3. Simplification: The expression becomes (x - 3)(x + 3) / (x - 3). We can cancel the (x - 3) terms (since x ≠ 3 as we're approaching 3, not at 3).

4. Evaluation: The limit simplifies to lim_(x→3) (x + 3) = 6.

Problem 2: Evaluate lim_(x→∞) (3x² + 2x - 1) / (x² - 5x + 2)

1. Direct Substitution: Substituting infinity leads to ∞/∞, an indeterminate form.

2. Divide by the highest power of x: Divide both the numerator and denominator by x², the highest power of x in the denominator.

3. Simplification: The expression becomes (3 + 2/x - 1/x²) / (1 - 5/x + 2/x²).

4. Evaluation: As x approaches infinity, the terms 2/x, 1/x², 5/x, and 2/x² all approach zero.
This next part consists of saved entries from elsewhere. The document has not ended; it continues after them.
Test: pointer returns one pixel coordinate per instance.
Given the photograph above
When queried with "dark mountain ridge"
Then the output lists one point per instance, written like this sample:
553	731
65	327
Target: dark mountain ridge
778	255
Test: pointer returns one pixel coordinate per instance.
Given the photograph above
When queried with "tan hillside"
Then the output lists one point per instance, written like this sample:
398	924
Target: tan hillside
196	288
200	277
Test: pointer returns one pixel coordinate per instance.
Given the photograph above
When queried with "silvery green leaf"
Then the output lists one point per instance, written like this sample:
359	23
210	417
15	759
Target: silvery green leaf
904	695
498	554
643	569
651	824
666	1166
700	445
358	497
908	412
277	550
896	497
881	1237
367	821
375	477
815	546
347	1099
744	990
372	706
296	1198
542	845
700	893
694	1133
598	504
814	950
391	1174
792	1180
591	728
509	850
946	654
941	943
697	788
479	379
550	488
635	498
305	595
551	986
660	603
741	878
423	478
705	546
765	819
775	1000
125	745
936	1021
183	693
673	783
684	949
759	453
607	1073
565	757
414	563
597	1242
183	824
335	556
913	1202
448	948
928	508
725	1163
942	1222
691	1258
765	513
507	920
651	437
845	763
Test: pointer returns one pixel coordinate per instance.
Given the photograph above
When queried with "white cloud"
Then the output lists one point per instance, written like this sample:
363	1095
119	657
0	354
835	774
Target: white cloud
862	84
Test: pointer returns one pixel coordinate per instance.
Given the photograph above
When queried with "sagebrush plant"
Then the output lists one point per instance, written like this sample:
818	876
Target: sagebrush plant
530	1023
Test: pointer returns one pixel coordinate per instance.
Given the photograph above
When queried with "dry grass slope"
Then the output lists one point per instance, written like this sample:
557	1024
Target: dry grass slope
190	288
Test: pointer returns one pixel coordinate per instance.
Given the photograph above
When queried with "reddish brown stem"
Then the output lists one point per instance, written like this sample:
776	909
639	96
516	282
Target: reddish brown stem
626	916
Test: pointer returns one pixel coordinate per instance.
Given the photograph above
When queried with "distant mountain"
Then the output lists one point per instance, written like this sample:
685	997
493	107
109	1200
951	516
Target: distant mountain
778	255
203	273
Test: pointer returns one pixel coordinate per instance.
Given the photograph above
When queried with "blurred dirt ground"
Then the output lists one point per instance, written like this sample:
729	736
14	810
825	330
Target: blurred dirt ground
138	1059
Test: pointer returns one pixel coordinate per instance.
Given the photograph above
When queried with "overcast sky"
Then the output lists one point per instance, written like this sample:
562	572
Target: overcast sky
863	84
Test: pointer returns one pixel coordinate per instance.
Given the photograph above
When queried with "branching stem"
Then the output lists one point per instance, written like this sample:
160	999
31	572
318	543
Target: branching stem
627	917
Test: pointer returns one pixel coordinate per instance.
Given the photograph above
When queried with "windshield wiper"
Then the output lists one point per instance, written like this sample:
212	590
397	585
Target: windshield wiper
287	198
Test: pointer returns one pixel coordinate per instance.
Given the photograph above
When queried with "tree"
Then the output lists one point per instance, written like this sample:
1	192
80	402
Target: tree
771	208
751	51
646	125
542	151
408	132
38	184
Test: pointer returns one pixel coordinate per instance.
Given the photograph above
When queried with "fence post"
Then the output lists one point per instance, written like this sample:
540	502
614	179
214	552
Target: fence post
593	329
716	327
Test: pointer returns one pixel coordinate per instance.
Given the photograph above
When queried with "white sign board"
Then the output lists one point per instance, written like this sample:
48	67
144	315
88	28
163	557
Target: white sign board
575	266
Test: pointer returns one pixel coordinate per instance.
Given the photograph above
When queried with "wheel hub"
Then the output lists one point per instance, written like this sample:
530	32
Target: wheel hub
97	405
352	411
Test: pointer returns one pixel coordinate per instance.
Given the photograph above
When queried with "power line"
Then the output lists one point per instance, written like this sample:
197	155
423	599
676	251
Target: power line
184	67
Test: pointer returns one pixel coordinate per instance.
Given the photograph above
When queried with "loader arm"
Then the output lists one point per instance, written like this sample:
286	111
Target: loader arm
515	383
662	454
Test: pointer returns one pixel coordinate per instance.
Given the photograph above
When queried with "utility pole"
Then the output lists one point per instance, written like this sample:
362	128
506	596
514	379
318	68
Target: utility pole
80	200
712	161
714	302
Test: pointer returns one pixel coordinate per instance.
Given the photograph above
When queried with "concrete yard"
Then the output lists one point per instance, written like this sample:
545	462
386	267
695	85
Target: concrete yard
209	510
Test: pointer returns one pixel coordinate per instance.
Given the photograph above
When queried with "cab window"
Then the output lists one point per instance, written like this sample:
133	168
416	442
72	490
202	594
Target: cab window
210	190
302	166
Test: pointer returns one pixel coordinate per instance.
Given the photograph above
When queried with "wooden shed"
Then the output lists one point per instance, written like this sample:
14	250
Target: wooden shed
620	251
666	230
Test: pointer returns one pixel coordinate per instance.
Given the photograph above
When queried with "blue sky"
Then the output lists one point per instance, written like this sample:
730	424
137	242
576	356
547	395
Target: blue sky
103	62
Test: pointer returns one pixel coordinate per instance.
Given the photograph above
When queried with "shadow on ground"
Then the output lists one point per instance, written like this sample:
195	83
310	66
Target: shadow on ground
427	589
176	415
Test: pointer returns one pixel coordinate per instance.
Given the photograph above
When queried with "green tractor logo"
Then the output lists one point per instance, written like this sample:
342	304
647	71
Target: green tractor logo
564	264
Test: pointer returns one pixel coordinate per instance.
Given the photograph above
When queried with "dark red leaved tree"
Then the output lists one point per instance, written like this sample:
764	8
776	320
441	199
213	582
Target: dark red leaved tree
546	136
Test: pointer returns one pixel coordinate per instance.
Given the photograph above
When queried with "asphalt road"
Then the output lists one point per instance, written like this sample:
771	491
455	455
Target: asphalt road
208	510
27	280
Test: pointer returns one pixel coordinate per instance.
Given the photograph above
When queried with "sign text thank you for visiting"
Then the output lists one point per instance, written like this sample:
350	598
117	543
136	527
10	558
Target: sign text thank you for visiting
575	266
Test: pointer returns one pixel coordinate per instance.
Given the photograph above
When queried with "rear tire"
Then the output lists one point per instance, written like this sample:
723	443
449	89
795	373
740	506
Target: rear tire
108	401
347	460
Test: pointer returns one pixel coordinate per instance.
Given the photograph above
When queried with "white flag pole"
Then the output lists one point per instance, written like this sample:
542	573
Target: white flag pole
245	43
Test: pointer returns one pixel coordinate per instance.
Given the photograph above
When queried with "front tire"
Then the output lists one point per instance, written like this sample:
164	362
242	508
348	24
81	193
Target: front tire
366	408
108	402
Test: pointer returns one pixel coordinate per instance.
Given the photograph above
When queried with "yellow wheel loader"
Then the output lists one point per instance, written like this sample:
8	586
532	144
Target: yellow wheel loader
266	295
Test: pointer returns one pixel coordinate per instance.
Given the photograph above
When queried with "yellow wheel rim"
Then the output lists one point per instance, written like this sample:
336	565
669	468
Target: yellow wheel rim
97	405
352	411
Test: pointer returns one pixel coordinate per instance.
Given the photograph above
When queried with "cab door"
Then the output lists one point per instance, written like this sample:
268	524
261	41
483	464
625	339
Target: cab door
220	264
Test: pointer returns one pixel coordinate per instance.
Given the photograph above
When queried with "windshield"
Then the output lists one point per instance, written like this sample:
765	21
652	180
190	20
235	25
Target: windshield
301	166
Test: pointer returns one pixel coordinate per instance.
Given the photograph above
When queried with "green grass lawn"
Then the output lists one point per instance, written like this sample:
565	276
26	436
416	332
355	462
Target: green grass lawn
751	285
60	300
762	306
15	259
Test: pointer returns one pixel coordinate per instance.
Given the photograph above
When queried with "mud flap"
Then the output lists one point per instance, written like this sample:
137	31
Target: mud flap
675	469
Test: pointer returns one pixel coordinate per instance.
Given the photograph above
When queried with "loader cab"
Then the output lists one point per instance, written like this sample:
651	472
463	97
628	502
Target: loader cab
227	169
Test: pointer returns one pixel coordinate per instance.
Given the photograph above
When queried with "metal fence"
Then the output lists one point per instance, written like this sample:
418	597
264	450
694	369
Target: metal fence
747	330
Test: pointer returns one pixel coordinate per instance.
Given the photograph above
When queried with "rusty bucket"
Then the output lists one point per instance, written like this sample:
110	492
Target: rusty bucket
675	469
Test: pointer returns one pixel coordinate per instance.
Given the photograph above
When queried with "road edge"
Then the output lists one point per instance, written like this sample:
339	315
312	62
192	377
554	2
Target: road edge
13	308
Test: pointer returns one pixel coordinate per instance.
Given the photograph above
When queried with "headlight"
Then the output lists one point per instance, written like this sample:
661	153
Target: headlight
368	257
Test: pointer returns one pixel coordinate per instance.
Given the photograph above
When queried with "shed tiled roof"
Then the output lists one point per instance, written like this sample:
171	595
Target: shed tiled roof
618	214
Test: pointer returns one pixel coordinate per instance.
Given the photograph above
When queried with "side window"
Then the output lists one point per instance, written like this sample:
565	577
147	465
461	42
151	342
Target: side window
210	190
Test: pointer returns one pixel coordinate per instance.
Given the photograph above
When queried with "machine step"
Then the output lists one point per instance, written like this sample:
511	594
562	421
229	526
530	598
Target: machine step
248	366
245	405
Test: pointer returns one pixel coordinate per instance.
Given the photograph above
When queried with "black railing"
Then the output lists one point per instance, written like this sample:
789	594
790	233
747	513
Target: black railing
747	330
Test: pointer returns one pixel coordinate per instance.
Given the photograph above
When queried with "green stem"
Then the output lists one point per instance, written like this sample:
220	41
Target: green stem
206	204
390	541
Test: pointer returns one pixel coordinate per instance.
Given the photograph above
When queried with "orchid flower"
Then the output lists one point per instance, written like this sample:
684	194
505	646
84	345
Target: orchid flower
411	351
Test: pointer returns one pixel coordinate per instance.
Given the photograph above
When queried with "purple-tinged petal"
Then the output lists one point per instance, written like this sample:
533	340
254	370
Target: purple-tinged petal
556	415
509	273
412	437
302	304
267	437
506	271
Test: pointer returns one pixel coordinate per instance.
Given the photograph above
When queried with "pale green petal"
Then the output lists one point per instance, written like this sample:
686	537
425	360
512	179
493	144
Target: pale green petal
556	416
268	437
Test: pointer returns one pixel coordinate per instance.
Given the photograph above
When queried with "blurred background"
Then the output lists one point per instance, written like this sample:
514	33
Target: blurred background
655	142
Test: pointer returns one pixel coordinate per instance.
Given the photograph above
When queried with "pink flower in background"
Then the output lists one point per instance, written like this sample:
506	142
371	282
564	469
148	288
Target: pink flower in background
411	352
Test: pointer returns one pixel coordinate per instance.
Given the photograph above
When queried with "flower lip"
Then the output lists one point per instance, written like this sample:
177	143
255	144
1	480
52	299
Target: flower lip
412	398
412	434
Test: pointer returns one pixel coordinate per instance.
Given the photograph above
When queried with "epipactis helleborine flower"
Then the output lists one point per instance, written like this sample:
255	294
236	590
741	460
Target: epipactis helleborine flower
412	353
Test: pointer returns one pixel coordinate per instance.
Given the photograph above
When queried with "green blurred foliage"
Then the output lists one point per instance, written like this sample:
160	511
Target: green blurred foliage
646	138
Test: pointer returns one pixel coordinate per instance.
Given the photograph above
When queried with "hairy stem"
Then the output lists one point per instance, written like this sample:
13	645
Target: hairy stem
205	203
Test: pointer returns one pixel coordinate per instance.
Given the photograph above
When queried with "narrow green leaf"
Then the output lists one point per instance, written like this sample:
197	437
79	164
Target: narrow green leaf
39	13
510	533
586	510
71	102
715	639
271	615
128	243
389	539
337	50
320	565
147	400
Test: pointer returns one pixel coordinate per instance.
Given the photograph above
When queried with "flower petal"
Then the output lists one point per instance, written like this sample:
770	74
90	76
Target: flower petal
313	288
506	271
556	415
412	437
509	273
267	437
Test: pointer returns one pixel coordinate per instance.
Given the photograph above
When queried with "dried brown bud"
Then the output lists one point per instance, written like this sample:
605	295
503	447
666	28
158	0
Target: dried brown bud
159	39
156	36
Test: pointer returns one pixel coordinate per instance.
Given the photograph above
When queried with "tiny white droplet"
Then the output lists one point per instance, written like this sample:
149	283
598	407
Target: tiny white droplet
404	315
Therefore, the limit simplifies to 3/1 = 3.

Problem 3: Determine if the function f(x) = {x² if x < 2; 3x - 2 if x ≥ 2} is continuous at x = 2.

1. Check f(2): f(2) = 3(2) - 2 = 4.

2. Check the left-hand limit: lim_(x→2⁻) f(x) = lim_(x→2⁻) x² = 4.

3. Check the right-hand limit: lim_(x→2⁺) f(x) = lim_(x→2⁺) (3x - 2) = 4.

4. Compare: Since f(2) = lim_(x→2⁻) f(x) = lim_(x→2⁺) f(x) = 4, the function is continuous at x = 2.

Problem 4: Evaluate lim_(x→0) (1 - cos(x)) / x

1. Direct Substitution: This gives 0/0, an indeterminate form.

2. L'Hôpital's Rule: Differentiate the numerator and denominator:

   Numerator derivative: d(1 - cos(x))/dx = sin(x) Denominator derivative: d(x)/dx = 1

3. Simplification: The limit becomes lim_(x→0) sin(x) / 1 = sin(0) = 0.

Problem 5: Using the Squeeze Theorem, find lim_(x→0) x²sin(1/x)

1. Inequality: We know that -1 ≤ sin(1/x) ≤ 1 for all x ≠ 0.

2. Multiplication: Multiplying by x² (which is always non-negative), we get: -x² ≤ x²sin(1/x) ≤ x²

3. Limits: We have lim_(x→0) -x² = 0 and lim_(x→0) x² = 0.

4. Squeeze Theorem: By the Squeeze Theorem, lim_(x→0) x²sin(1/x) = 0.

Conclusion

Mastering limits and continuity is crucial for success in Calculus. This guide provides a strong foundation, combining theoretical understanding with practical problem-solving techniques. Remember to practice regularly, applying these methods to a wide range of problems. By understanding the different types of limits, the various techniques for evaluation, and the criteria for continuity, you'll develop the confidence and skills needed to tackle even the most challenging homework assignments and excel in your calculus studies. Remember to always check your work and consider consulting additional resources if needed. Good luck!